Самое сильное желание ее прозревал Мефодий сейчас: от радости умерла бы за него, если бы он вдруг сделал невозможное — стал бы действительно батюшкой.

— И он, и я любим тебя…

«Еще что-то такое скажет или сделает, и я убью ее». Мефодий хоть напугался тяжкой озлобленности, но в чем-то податливо надломился — убьет. Горячая гневная кровь жгла скулы. Если будет вот так же жестоко радостна, как бы делая его соучастником заговора против него же, он убьет ее.

— Ты сильный, хитрый, умный, а я глупая. И все-таки ты должен понять… есть и у меня своя черта крайняя…

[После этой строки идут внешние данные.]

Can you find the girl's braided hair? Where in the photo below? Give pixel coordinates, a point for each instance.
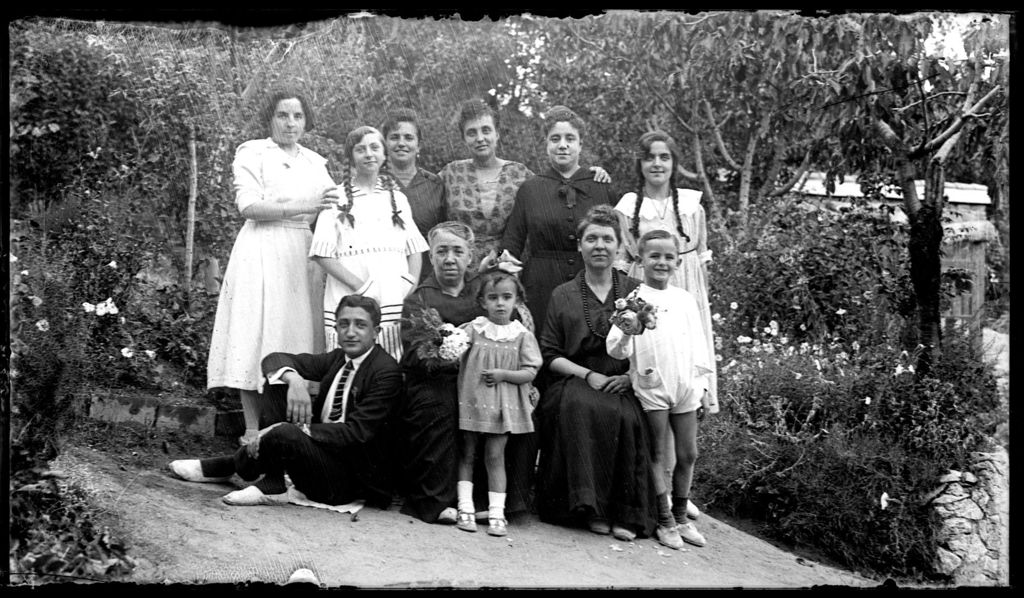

— А сильно буранит, — как бы очнувшись, сказал Мефодий, вглядываясь в заснеженное окно, поднимая каракулевый воротник пальто. — Взять тулуп или не озябну в машине? — потоптался в своих белых с отворотами бурках и, не услыхав от Ольги ответа, вышел.

Колючим холодом смазал его по глазам сумеречный ветровой буран.

За воротами, припорошенная снегом по брезентовому верху, зябко вздрагивала на малых оборотах машина-вездеход. Железно скрипнув, открылась дверка, и навстречу Мефодию, крупно ворочаясь, вылезла Клава. Запахивая шубу, обдала уютным женским теплом.

Мефодий хотел было по привычке солоноватой шуткой поддеть шофера Ерзеева, но опередил голос затаившейся на заднем сиденье бухгалтера Манякиной:

— Навестили внука? Ах, какой груздь этот Филипок! А смышленый-то!

Казалось, впервые хватился Мефодий, что была эта Манякина одних лет с ним, бабушка семерых внучат. «Так и должно быть, она смолоду старуха, добродетельный сухарь, а ты другой закваски. Ты смел, не робел перед Иваном, не испугаешься и Силы, потому что ты особый человек», — сказал ему голос молодой хозяйки его души. Но он знал, что неправда, будто он особенный, просто дал себе полную волю, а душа давно уже поседела. Как дети, не уснувшие в свой час, маются, не находя себе места, так и он где-то разлучился с благоразумием своих лет. Ну и черт с ним, с благоразумием этим! Он не позволит запутать себя, измельчать в своих глазах, озлобиться на жизнь. Правду надо знать. Отозвал Клаву во двор и попросил… не оставлять Ольгу в одиночестве.